XmlCleaner Plugin Channel
From AwasuWiki
This plugin corrects errors in an XML feed.
Installation
- Install Python, PyWin32, and uTidyLib.
- uTidyLib contains an older version of the ctypes Python module. The included version works fine with Python 2.3, but for Python 2.4, ctypes should be updated to a newer version.
- Create the two files listed below. It is recommended to put them into the `ChannelPlugins` directory under Awasu's installation directory.
XmlCleaner.plugin:
[Config] AuthorName=Tomi Junnila AuthorEmailAddress=notlisted PluginNotes=This plugin uses uTidylib to clean up an erroneous XML feed ' -------------------------------------------------------------------------------- [ChannelParameterDefinition-1] Name=DownloadUrl Type=string DefaultValue= Description=URL to read erroneous feed from.
XmlCleaner.py:
# -*- coding: iso-8859-1 -*-
import sys, win32api
import socket
from xml.dom.minidom import parseString
import urllib
from datetime import datetime,tzinfo,timedelta
import time as _time
import tidy
# Set options for uTidyLib
tidyopts = dict(output_xml=1, input_xml=1, add_xml_decl=1, indent=1, tidy_mark=0, output_encoding='utf8')

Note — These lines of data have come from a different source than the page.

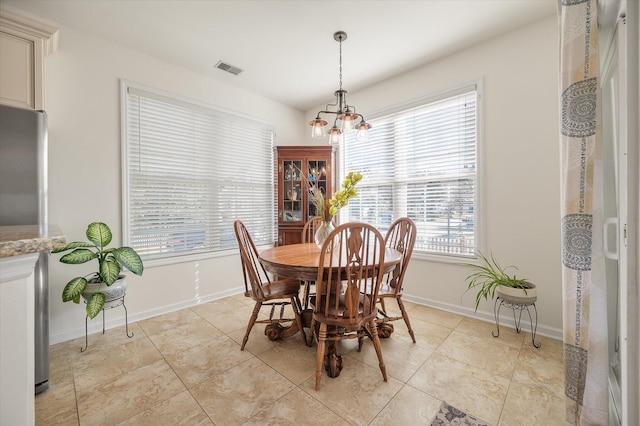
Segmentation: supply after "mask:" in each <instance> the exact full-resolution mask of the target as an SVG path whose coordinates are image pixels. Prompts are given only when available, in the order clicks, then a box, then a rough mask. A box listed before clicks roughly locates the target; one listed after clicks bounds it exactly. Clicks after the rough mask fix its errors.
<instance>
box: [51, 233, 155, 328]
mask: <svg viewBox="0 0 640 426" xmlns="http://www.w3.org/2000/svg"><path fill="white" fill-rule="evenodd" d="M86 234H87V238H88V239H89V241H90V242H88V243H85V242H72V243H69V244H67V245H66V246H64V247H62V248H59V249H57V250H54V251H52V253H61V252H65V251H68V250H73V251H72V252H70V253H67V254H65V255H64V256H62V257H61V258H60V262H62V263H67V264H81V263H86V262H89V261H91V260H93V259H97V260H98V271H97V272H92V273H90V274H87V275H85V276H84V277H75V278H73V279H72V280H71V281H69V282H68V283H67V285H66V286H65V287H64V290H62V301H63V302H69V301H73V302H74V303H80V297H81V296H82V297H83V298H84V299H85V301H86V304H87V308H86V310H87V316H88V317H89V318H95V316H96V315H98V314H99V313H100V311H101V310H102V309H103V308H104V307H105V303H109V302H111V301H114V300H117V299H119V298H121V297H123V296H124V291H125V289H126V286H127V284H126V281H125V280H124V278H125V276H124V275H121V274H120V272H121V271H122V270H123V269H124V268H126V269H128V270H130V271H131V272H133V273H134V274H136V275H142V271H143V270H144V266H143V264H142V259H140V256H138V253H136V252H135V250H134V249H132V248H131V247H119V248H106V246H107V245H109V244H110V243H111V239H112V234H111V229H109V227H108V226H107V225H106V224H104V223H102V222H93V223H90V224H89V226H88V227H87V233H86ZM112 286H113V288H110V287H112Z"/></svg>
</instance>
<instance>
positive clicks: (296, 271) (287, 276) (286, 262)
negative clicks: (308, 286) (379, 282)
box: [259, 243, 402, 281]
mask: <svg viewBox="0 0 640 426" xmlns="http://www.w3.org/2000/svg"><path fill="white" fill-rule="evenodd" d="M259 258H260V263H262V265H263V266H264V268H265V269H266V270H267V271H268V272H271V273H272V274H273V275H275V276H278V277H281V278H293V279H296V280H300V281H315V280H316V279H317V278H318V267H319V263H320V248H319V247H318V246H317V245H316V244H315V243H301V244H289V245H284V246H277V247H273V248H269V249H267V250H264V251H262V252H260V254H259ZM401 260H402V253H401V252H400V251H398V250H396V249H394V248H391V247H385V253H384V264H383V270H384V273H385V274H386V273H387V272H390V271H392V270H393V269H394V268H395V267H396V265H398V264H399V263H400V261H401ZM325 263H326V265H328V263H329V259H328V258H326V259H325ZM326 265H325V267H327V266H326ZM371 266H372V267H374V266H376V265H371Z"/></svg>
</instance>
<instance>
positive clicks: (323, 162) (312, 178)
mask: <svg viewBox="0 0 640 426" xmlns="http://www.w3.org/2000/svg"><path fill="white" fill-rule="evenodd" d="M307 179H308V180H309V186H312V185H315V186H317V187H318V188H320V190H321V191H322V192H323V193H324V194H325V199H326V194H327V161H326V160H320V161H318V160H307ZM307 205H308V209H307V212H308V215H307V217H306V218H305V220H309V219H311V218H312V217H314V216H319V212H316V207H315V206H314V205H313V203H312V202H311V196H310V195H309V196H308V197H307Z"/></svg>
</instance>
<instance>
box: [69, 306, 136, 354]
mask: <svg viewBox="0 0 640 426" xmlns="http://www.w3.org/2000/svg"><path fill="white" fill-rule="evenodd" d="M124 296H125V295H124V294H123V295H122V297H119V298H117V299H112V300H107V301H106V302H105V306H107V304H109V306H107V307H105V308H102V334H104V311H106V310H107V309H113V308H117V307H118V306H122V307H123V308H124V325H125V333H126V335H127V337H128V338H132V337H133V332H132V333H131V334H129V318H128V314H127V305H125V304H124ZM85 303H86V301H85ZM88 328H89V315H86V316H85V317H84V348H80V352H84V351H86V350H87V348H88V347H89V336H88Z"/></svg>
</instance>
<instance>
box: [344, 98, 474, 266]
mask: <svg viewBox="0 0 640 426" xmlns="http://www.w3.org/2000/svg"><path fill="white" fill-rule="evenodd" d="M477 98H478V92H477V88H476V85H473V86H472V87H464V88H460V89H458V90H455V91H451V92H449V93H447V94H444V95H442V96H438V97H436V98H431V99H426V100H425V99H423V100H421V101H419V102H417V103H413V104H412V105H408V106H407V105H405V106H402V107H399V108H393V109H392V110H389V111H386V112H384V113H382V114H380V115H378V116H377V118H376V117H374V119H373V120H371V125H372V128H371V130H370V133H369V140H368V141H366V142H365V141H361V142H358V141H357V140H356V138H355V136H354V135H351V134H347V135H346V137H345V138H344V143H343V146H342V148H341V153H342V155H341V158H340V161H341V167H340V170H341V173H342V174H345V173H346V172H349V171H360V172H361V173H362V174H363V180H362V181H361V182H360V183H359V184H358V188H359V192H358V196H357V197H355V198H354V199H352V200H351V201H350V202H349V205H348V206H347V207H346V208H343V209H342V210H341V213H340V215H341V219H340V220H341V221H342V222H344V221H345V220H347V221H349V220H357V221H362V222H367V223H371V224H373V225H375V226H376V227H377V228H378V229H379V230H380V231H381V232H386V230H387V229H388V228H389V226H390V225H391V223H392V222H393V221H394V220H395V219H397V218H399V217H402V216H407V217H409V218H411V219H413V220H414V221H415V222H416V225H417V229H418V236H417V239H416V245H415V247H414V250H415V251H419V252H423V253H428V254H436V255H454V256H472V255H473V254H474V251H475V249H476V247H477V245H478V241H477V240H478V239H477V223H478V220H477V188H478V179H477V145H478V144H477V140H478V137H477V133H478V132H477V109H476V104H477Z"/></svg>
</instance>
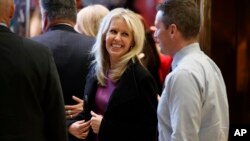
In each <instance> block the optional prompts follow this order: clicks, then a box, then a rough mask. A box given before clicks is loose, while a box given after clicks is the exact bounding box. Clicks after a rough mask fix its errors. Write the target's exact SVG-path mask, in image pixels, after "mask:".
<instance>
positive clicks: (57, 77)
mask: <svg viewBox="0 0 250 141" xmlns="http://www.w3.org/2000/svg"><path fill="white" fill-rule="evenodd" d="M0 121H1V128H0V141H66V140H67V132H66V126H65V112H64V103H63V96H62V89H61V85H60V81H59V77H58V73H57V70H56V67H55V63H54V61H53V57H52V55H51V54H50V53H49V51H48V49H47V48H46V47H44V46H43V45H41V44H38V43H36V42H34V41H32V40H29V39H26V38H23V37H20V36H17V35H15V34H14V33H12V32H11V31H10V30H9V29H8V28H6V27H4V26H0Z"/></svg>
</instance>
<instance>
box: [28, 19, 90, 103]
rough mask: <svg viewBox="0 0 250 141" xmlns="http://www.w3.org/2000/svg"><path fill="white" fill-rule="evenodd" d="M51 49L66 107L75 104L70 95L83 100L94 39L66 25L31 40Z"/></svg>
mask: <svg viewBox="0 0 250 141" xmlns="http://www.w3.org/2000/svg"><path fill="white" fill-rule="evenodd" d="M32 39H33V40H36V41H38V42H40V43H42V44H44V45H46V46H47V47H48V48H49V49H51V51H52V53H53V56H54V59H55V63H56V66H57V69H58V73H59V76H60V80H61V84H62V89H63V95H64V101H65V104H66V105H69V104H70V105H71V104H76V102H75V101H74V100H73V99H72V95H75V96H77V97H79V98H81V99H82V98H83V93H84V85H85V78H86V75H87V73H88V67H89V64H90V61H91V58H90V56H89V52H90V50H91V48H92V46H93V44H94V38H92V37H89V36H86V35H82V34H79V33H77V32H76V31H75V30H74V29H73V28H72V27H70V26H67V25H62V24H61V25H56V26H53V27H51V28H50V29H49V30H48V32H46V33H44V34H42V35H40V36H37V37H34V38H32Z"/></svg>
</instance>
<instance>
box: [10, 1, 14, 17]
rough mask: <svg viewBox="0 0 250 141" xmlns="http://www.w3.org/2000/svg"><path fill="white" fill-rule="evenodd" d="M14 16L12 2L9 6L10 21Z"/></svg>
mask: <svg viewBox="0 0 250 141" xmlns="http://www.w3.org/2000/svg"><path fill="white" fill-rule="evenodd" d="M14 14H15V4H14V2H13V1H12V2H11V5H10V15H9V16H10V19H12V18H13V17H14Z"/></svg>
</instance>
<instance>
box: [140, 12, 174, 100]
mask: <svg viewBox="0 0 250 141" xmlns="http://www.w3.org/2000/svg"><path fill="white" fill-rule="evenodd" d="M137 15H138V16H139V18H140V19H141V21H142V23H143V25H144V29H145V31H146V32H145V42H144V46H143V50H142V52H141V53H140V54H139V58H140V60H141V62H142V64H143V65H144V66H145V67H146V68H147V70H148V71H149V72H150V73H151V75H152V76H153V78H154V79H155V81H156V84H157V87H158V94H159V96H160V95H161V92H162V86H163V82H164V79H163V77H164V78H165V77H166V76H167V74H168V72H169V70H170V66H171V61H172V59H171V57H170V56H166V55H164V56H163V55H162V53H160V52H159V49H158V47H157V45H156V42H155V41H154V38H153V36H152V31H151V30H146V22H145V19H144V18H143V17H142V16H141V15H139V14H137Z"/></svg>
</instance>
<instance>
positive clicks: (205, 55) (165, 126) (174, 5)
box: [154, 0, 229, 141]
mask: <svg viewBox="0 0 250 141" xmlns="http://www.w3.org/2000/svg"><path fill="white" fill-rule="evenodd" d="M157 10H158V11H157V15H156V19H155V26H156V31H155V34H154V36H155V38H156V40H157V42H158V43H159V45H160V47H161V51H162V52H163V53H165V54H168V55H171V56H172V57H173V62H172V72H171V73H170V74H169V75H168V76H167V78H166V80H165V88H164V89H163V92H162V96H161V98H160V102H159V105H158V111H157V114H158V128H159V141H227V139H228V131H229V109H228V100H227V93H226V87H225V83H224V80H223V77H222V74H221V71H220V69H219V68H218V67H217V65H216V64H215V63H214V62H213V61H212V60H211V59H210V58H209V57H208V56H207V55H205V54H204V53H203V52H202V51H201V49H200V46H199V43H198V34H199V29H200V15H199V8H198V6H197V4H196V3H195V2H194V0H166V2H164V3H162V4H160V5H159V6H158V7H157Z"/></svg>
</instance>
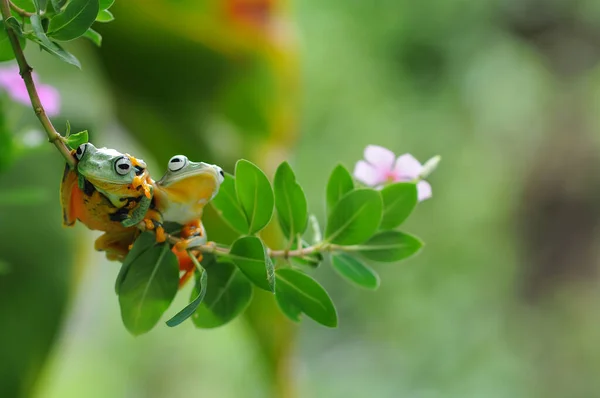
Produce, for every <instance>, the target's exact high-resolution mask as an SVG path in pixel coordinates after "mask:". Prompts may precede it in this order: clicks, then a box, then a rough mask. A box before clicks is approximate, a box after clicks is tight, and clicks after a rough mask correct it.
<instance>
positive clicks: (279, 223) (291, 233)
mask: <svg viewBox="0 0 600 398" xmlns="http://www.w3.org/2000/svg"><path fill="white" fill-rule="evenodd" d="M273 187H274V188H275V208H276V209H277V215H278V219H279V225H281V229H282V231H283V233H284V235H285V236H287V238H288V239H289V240H290V241H292V240H294V239H295V237H296V236H297V235H302V234H304V231H305V230H306V226H307V224H308V208H307V204H306V196H304V191H303V190H302V187H301V186H300V184H298V183H297V182H296V176H295V175H294V172H293V171H292V168H291V167H290V165H289V164H288V163H287V162H283V163H281V165H279V167H278V168H277V171H276V172H275V178H274V181H273Z"/></svg>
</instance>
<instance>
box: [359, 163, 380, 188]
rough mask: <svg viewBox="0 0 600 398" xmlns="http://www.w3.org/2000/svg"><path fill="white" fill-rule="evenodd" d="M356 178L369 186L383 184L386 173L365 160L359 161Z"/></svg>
mask: <svg viewBox="0 0 600 398" xmlns="http://www.w3.org/2000/svg"><path fill="white" fill-rule="evenodd" d="M354 177H355V178H356V179H357V180H359V181H361V182H363V183H364V184H366V185H369V186H376V185H379V184H382V183H383V182H384V181H385V179H386V175H385V173H382V172H381V171H379V170H378V169H376V168H375V167H374V166H373V165H371V164H369V163H367V162H365V161H364V160H359V161H358V162H357V163H356V166H355V167H354Z"/></svg>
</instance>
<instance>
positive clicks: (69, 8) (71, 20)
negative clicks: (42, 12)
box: [48, 0, 100, 41]
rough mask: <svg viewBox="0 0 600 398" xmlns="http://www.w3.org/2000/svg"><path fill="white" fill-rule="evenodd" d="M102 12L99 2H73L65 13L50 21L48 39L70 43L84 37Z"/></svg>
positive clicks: (71, 0) (96, 0)
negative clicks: (66, 41) (89, 28)
mask: <svg viewBox="0 0 600 398" xmlns="http://www.w3.org/2000/svg"><path fill="white" fill-rule="evenodd" d="M99 10H100V5H99V3H98V0H71V1H70V2H69V3H68V4H67V7H66V8H65V10H64V11H62V12H61V13H59V14H57V15H56V16H54V17H53V18H52V19H51V20H50V24H49V25H48V37H50V38H52V39H55V40H60V41H70V40H74V39H77V38H78V37H80V36H83V34H85V32H86V31H87V30H88V29H89V28H90V27H91V26H92V24H93V23H94V21H95V20H96V16H97V15H98V11H99Z"/></svg>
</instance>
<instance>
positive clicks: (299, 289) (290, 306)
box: [275, 268, 337, 327]
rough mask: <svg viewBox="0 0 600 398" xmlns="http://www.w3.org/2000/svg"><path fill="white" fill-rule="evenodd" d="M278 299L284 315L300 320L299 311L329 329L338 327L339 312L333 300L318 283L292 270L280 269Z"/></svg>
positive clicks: (279, 273) (277, 283)
mask: <svg viewBox="0 0 600 398" xmlns="http://www.w3.org/2000/svg"><path fill="white" fill-rule="evenodd" d="M275 275H276V277H277V285H276V286H277V290H276V298H277V302H278V304H279V307H280V308H282V310H283V311H284V314H285V315H287V316H288V317H289V318H290V319H292V320H297V319H299V316H298V315H299V314H298V313H297V312H298V309H300V310H301V311H302V312H303V313H305V314H306V315H307V316H309V317H310V318H312V319H314V320H315V321H316V322H319V323H320V324H322V325H325V326H328V327H336V326H337V312H336V310H335V306H334V305H333V302H332V301H331V298H330V297H329V295H328V294H327V292H326V291H325V289H323V287H322V286H321V285H319V283H317V281H315V280H314V279H312V278H311V277H310V276H308V275H306V274H304V273H302V272H300V271H296V270H294V269H291V268H282V269H278V270H277V271H276V272H275Z"/></svg>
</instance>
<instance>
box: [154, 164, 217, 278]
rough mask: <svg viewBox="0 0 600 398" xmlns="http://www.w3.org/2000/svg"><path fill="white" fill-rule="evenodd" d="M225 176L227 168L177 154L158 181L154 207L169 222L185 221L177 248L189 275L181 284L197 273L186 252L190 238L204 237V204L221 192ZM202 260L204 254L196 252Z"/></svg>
mask: <svg viewBox="0 0 600 398" xmlns="http://www.w3.org/2000/svg"><path fill="white" fill-rule="evenodd" d="M224 178H225V173H223V170H222V169H221V168H220V167H219V166H216V165H212V164H208V163H204V162H191V161H190V160H189V159H188V158H187V157H185V156H183V155H177V156H173V157H172V158H171V159H170V160H169V163H168V168H167V172H166V174H165V175H164V176H163V177H162V178H161V179H160V180H159V181H158V182H157V183H156V184H155V190H154V199H153V202H154V206H155V209H156V210H157V211H158V212H160V214H161V215H162V220H163V221H165V222H174V223H178V224H181V225H182V226H183V229H182V231H181V234H180V237H181V238H182V239H184V241H182V242H180V243H178V244H177V245H175V247H174V248H173V251H174V252H175V254H176V255H177V257H178V258H179V268H180V270H181V271H184V272H185V274H184V275H183V276H182V277H181V278H180V280H179V285H180V287H181V286H183V284H185V282H186V281H187V280H188V279H189V278H190V277H191V276H192V275H193V274H194V270H195V269H196V267H195V266H194V263H193V262H192V261H191V259H190V258H189V257H188V255H187V252H186V251H185V249H186V247H187V246H188V245H189V244H190V242H191V239H190V238H197V237H200V238H203V239H204V241H206V233H205V231H204V227H203V225H202V221H201V218H202V212H203V210H204V206H206V204H207V203H208V202H209V201H210V200H211V199H212V198H214V197H215V196H216V195H217V193H218V192H219V187H220V186H221V183H222V182H223V180H224ZM195 254H196V255H197V256H198V257H199V260H201V253H199V252H197V253H196V252H195Z"/></svg>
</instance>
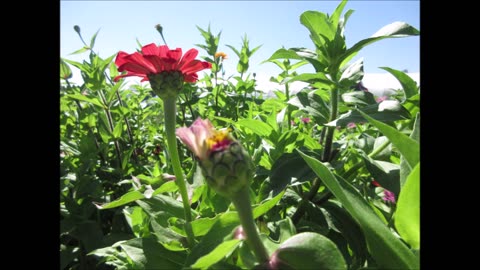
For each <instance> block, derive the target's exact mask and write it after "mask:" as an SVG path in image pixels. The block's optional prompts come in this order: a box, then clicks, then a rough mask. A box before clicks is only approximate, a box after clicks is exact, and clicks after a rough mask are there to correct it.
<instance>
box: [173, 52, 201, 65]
mask: <svg viewBox="0 0 480 270" xmlns="http://www.w3.org/2000/svg"><path fill="white" fill-rule="evenodd" d="M197 55H198V51H197V50H196V49H190V50H188V51H187V53H185V55H184V56H183V58H182V60H181V61H180V63H178V68H179V69H181V68H182V67H183V66H184V65H186V64H188V63H190V62H191V61H193V60H195V57H197Z"/></svg>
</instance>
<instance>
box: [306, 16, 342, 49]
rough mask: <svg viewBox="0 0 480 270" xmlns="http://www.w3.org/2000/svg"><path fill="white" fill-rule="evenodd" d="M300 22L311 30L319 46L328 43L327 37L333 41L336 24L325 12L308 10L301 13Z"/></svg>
mask: <svg viewBox="0 0 480 270" xmlns="http://www.w3.org/2000/svg"><path fill="white" fill-rule="evenodd" d="M300 23H301V24H303V25H304V26H305V27H307V29H308V30H309V31H310V38H311V39H312V41H313V42H314V43H315V45H316V46H317V47H321V46H322V45H324V44H325V43H326V41H325V39H327V40H328V41H332V40H333V38H334V37H335V32H336V25H335V26H334V25H333V24H332V22H331V21H330V20H329V18H328V17H327V15H326V14H325V13H322V12H319V11H314V10H308V11H305V12H303V13H302V15H300Z"/></svg>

# Awasu will already have downloaded the DownloadUrl and stored it into a
# temporary file pointed to by DownloadUrlFile. Get the file name:
filename = win32api.GetProfileVal("System","DownloadUrlFile","",sys.argv[1])
# Then read the file:
page = file(filename,'rb')
xml = ''
block = 'a'
while block!='':
block = page.read()
xml = xml + block
page.close()
# Clean up the HTML:
xml = tidy.parseString(xml, **tidyopts)
print xml
Usage
To use the XmlCleaner plugin, select File -> New channel, then "Generated by a channel plugin", and browse to the XmlCleaner.py file. Add the feed URL in the plugin's URL parameter, and you're done.